Я уже хотел уйти, но он вдруг вскочил и бросился ко мне. Первая моя мысль была та, что он намеревается мне хорошенько двинуть, но произошло нечто неожиданное.

Он прижал и меня к себе и почти со слезами взмолился:

— Не уезжай, я без тебя сдохну.

— Да, ты и так сдохнешь, — цинично ответил я, освобождаясь от него, — ты же даже не задумываешься, зачем ты вообще живешь.

Я видел, что ему больно, и, мне было его жаль, но во мне проснулась та подавленная склонность к жестокости, которая была свойственна мне всегда, а в этой ситуации казалась мне оправданной необходимостью защитить себя от этого дикого хаоса, носителем которого мне представлялся в тот момент Харди.

— Я тебе говорил, что я не твой мальчик, и то, что я с тобой сплю, еще не значит, что ты мне дорог, и не воображай, что ты нашел в моем лице няньку и преданного шута, — мне самому было странно, что я с удовольствием произношу все это, не веря ни единому слову.

— Я тебя люблю, Стэн, — серьезно и с явным насилием над собственным самолюбием сознался он. — Я знаю, что ты, единственный, кого я люблю.

— Ну не надо так преувеличивать, — продолжал я, все тем же издевательским тоном, любить — это смешно, а уж меня вдвойне смешно, ты и сам это знаешь.

— Я буду делать все, что ты скажешь, если хочешь, я все брошу, музыку, этот город, мы можем уехать и жить где-нибудь.

— Да, ты и вправду спятил, ты думаешь, тебе дадут жить, «где-нибудь», да за тобой же тянется целая свора голодных шакалов, которые тешат твое тщеславие, журналисты, бабы, жены, имиджмейкеры, шоферы, повара, дизайнеры, рабочие сцены, вся эта дрянь бесконечная.

— Мне они не нужны, — возразил он с тем смирением, которое только бесило меня, потому, что я знал, что он не понимает главного, неслучайности этой несчастной страсти, от которой он ослеп и оглох.

— Меня полиция ищет, ты об этом забыл? — спросил я, немного успокаиваясь.

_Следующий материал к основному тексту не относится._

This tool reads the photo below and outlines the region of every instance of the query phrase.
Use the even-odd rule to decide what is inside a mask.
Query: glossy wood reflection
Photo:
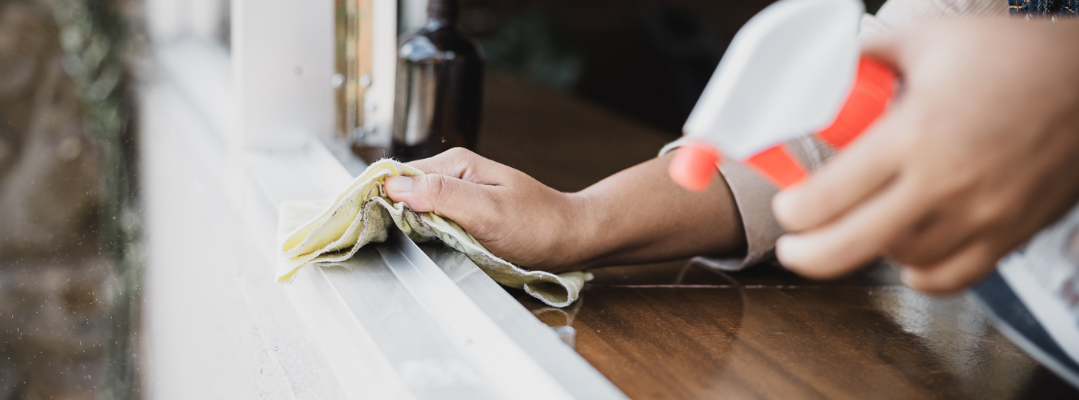
[[[479,152],[555,188],[584,188],[671,139],[491,75]],[[1079,398],[971,301],[907,289],[885,264],[827,282],[685,260],[594,273],[565,310],[513,294],[576,328],[577,351],[631,398]]]
[[[878,265],[813,282],[775,265],[607,268],[567,310],[518,300],[633,398],[1076,398],[964,297]]]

— У меня есть деньги, мы можем уехать туда, где тебя искать не будут.

— Да что ты заладил, уехать, уехать, куда ехать-то, в Центральную Африку, что ли?

— Куда хочешь.

— Некуда нам ехать, Крис, и чем скорее ты это поймешь, тем лучше.

Я сел на стол, а он продолжал стоять растерянно посреди комнаты, и я задумался над тем, насколько он ближе мне такой, чем тот, который так нравится миллионам поклонников.

17 июня 2001

Я начал обдумывать структуру альбома и пытаться вытянуть из Криса хоть какие-нибудь формальные правила, по которым он должен создаваться, но он вместо объяснений говорит мне одно и тоже: «Пиши все что хочешь, у тебя все в порядке, я спою любые слова, и все будут визжать от восторга». Не очень-то мне в это вериться.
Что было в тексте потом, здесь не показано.